I used to write diaries since 4th grade. In my absolutely rubbish English (which I didn’t care for) mixed with Hindi words, writing the diary was the best utilisation of an hour in the day. Also, I had forbidden everyone from reading my diary, and it worked because I didn’t have any siblings. So this was like a royal secret. Today, these are highly embarrassing pieces of my heritage that I have to protect to death.
I remember this one, young teacher (out of the mostly older ones), who had suggested that if we want to learn English better, we should carry a small diary with us. And keep noting down new words that we come across, with their meanings. This was right before the Diwali vacation. I thought the idea was interesting, so I during vacations, I had made small diaries for myself, for the same purpose. I had even bookmarked it separately from A to Z. I think I was cute. That’s where the fascination for the language began. It also made me a curiously young note-taker.

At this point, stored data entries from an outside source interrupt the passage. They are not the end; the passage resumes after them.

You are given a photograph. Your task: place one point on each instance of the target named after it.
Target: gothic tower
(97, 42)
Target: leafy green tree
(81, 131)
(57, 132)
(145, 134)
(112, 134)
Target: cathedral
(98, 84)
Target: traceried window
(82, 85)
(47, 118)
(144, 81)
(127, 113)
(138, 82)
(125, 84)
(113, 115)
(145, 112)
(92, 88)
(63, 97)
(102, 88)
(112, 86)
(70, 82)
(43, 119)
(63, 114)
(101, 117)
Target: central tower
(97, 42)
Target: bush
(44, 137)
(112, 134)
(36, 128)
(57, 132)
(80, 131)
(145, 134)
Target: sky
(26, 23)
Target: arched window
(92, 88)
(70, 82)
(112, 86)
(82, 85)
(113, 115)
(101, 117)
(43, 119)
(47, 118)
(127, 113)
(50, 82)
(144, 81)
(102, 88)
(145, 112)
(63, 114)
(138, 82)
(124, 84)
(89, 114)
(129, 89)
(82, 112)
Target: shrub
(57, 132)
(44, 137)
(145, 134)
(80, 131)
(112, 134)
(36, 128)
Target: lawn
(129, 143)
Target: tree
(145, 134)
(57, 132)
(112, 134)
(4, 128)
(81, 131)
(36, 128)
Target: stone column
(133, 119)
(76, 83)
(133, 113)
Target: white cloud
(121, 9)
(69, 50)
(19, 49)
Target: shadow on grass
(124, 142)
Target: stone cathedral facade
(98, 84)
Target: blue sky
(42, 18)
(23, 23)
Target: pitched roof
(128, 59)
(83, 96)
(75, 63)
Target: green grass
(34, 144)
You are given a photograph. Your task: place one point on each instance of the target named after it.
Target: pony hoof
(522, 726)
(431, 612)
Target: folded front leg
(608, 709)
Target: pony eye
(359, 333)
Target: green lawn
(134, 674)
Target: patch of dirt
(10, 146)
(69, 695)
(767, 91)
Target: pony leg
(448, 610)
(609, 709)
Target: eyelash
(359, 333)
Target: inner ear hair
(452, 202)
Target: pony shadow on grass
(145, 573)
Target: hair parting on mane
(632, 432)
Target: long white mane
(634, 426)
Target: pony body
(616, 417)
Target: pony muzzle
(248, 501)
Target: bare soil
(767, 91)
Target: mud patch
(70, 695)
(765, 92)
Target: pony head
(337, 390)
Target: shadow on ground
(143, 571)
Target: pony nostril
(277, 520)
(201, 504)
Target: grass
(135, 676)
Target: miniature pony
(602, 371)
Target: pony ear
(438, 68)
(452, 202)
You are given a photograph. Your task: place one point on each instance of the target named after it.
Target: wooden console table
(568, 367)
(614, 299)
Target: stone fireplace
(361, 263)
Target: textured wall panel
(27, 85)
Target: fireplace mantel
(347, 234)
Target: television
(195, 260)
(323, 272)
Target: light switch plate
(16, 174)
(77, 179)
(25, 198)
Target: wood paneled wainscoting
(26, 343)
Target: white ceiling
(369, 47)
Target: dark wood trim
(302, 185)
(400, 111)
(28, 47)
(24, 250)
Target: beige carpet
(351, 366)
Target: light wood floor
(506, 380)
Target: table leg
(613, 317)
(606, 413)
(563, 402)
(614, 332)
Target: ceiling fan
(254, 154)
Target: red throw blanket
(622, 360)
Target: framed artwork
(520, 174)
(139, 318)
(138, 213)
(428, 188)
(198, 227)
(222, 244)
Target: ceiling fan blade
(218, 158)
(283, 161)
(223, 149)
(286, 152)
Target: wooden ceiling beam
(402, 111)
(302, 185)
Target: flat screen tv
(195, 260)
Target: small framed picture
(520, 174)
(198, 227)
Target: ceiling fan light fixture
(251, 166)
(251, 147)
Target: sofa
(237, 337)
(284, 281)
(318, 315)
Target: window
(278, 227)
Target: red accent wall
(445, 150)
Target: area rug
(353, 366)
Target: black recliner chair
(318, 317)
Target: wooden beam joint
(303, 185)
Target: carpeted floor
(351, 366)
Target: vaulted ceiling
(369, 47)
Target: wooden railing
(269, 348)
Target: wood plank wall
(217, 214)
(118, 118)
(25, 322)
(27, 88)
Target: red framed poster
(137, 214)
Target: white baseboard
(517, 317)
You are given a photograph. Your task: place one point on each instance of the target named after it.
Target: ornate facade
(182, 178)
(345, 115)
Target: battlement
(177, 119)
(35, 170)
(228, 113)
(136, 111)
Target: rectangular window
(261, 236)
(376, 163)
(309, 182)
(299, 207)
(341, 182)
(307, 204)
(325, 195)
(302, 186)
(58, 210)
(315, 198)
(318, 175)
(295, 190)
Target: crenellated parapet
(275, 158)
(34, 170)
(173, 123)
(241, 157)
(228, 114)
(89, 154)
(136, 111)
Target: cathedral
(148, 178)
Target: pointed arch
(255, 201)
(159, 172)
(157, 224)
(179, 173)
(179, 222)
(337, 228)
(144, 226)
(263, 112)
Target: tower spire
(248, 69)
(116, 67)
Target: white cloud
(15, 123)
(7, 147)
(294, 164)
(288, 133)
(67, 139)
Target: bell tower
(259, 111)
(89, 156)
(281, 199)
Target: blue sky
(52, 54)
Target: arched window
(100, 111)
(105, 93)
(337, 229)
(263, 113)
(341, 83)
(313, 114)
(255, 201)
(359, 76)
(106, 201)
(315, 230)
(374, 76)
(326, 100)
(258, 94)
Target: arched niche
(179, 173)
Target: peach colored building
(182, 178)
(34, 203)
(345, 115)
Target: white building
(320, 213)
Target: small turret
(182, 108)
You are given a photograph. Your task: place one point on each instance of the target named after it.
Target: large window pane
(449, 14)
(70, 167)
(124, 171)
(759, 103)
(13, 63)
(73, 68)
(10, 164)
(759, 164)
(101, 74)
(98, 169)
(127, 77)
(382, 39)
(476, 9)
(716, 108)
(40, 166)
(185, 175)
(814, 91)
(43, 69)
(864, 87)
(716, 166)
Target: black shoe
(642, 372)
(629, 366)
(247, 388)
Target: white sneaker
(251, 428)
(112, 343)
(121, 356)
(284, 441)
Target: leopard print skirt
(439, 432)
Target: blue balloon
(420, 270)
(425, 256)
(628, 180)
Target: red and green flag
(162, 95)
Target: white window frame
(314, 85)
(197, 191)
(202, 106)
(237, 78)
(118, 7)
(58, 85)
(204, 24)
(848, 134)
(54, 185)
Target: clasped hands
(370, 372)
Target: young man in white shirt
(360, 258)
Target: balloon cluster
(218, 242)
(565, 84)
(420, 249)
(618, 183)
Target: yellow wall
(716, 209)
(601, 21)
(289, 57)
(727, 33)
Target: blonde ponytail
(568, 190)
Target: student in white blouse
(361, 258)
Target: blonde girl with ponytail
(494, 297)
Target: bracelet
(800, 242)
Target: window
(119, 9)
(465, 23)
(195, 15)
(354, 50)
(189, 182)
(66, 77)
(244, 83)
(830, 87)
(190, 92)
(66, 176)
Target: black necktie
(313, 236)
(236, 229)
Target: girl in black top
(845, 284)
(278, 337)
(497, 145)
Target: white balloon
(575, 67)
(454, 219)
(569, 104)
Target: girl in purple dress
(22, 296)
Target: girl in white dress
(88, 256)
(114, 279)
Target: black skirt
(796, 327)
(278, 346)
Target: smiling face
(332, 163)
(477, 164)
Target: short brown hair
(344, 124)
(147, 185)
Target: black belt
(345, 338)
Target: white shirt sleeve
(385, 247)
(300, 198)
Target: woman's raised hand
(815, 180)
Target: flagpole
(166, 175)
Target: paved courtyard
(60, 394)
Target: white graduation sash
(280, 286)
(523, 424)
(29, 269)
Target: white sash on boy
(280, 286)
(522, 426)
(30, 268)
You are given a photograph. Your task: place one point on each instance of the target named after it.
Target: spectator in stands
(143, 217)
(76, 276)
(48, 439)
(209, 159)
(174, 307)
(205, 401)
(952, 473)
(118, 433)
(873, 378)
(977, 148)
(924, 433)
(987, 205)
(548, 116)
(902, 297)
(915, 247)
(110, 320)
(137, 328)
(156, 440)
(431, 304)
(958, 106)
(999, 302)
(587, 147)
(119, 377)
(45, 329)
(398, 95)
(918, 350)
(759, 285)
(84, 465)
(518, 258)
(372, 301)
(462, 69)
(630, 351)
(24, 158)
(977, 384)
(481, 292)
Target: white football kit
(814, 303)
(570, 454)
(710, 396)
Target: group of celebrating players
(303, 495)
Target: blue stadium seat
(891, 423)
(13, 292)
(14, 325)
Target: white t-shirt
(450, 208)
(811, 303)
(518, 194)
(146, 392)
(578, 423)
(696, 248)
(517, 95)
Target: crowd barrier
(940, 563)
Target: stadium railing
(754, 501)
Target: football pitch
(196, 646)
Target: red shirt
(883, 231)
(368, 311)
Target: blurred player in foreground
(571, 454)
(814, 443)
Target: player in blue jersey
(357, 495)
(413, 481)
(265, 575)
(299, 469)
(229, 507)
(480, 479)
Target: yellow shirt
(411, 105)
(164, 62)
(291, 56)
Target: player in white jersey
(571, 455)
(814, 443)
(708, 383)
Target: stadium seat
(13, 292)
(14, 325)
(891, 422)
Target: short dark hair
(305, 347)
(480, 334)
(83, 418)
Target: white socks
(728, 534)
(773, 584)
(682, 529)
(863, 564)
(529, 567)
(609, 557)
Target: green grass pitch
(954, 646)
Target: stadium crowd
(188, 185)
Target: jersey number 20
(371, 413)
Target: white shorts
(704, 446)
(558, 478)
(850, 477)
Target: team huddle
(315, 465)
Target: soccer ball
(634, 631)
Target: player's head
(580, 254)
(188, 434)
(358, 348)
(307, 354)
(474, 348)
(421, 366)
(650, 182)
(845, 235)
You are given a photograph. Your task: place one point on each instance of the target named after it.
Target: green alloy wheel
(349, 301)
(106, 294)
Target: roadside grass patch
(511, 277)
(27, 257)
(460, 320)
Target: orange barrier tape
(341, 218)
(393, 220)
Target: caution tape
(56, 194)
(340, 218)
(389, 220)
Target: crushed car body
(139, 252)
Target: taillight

Another thing is that I used to love watching cartoons. Sometime in 4th or 5th grade, the usually Hindi dubbed version of Cartoon Network suddenly became English! It was scary to start with. I stopped watching TV for a few days but later, having left with no option, had to begin watching again. It definitely helped me in a greater way.
When my sister (cousin but closest) shifted to Dubai, I started writing letters to her and my aunt. They would appreciate my writing and effort. Several years letter, my closest best friend was to notice my writing skills in the letters that I wrote to her. And I started writing essays and poems. This was still just open to her review, no one else could see it.
Although reading books seriously happened very late, I had gotten into the habit of reading newspapers early on. I used to wake up and see my grandpa reading one on his bed with legs crossed and hands on his lap. I would slide between his arms and his lap, like a puppy and read what he was trying to read and ask him infinite questions about everything I didn’t understand, which was basically everything.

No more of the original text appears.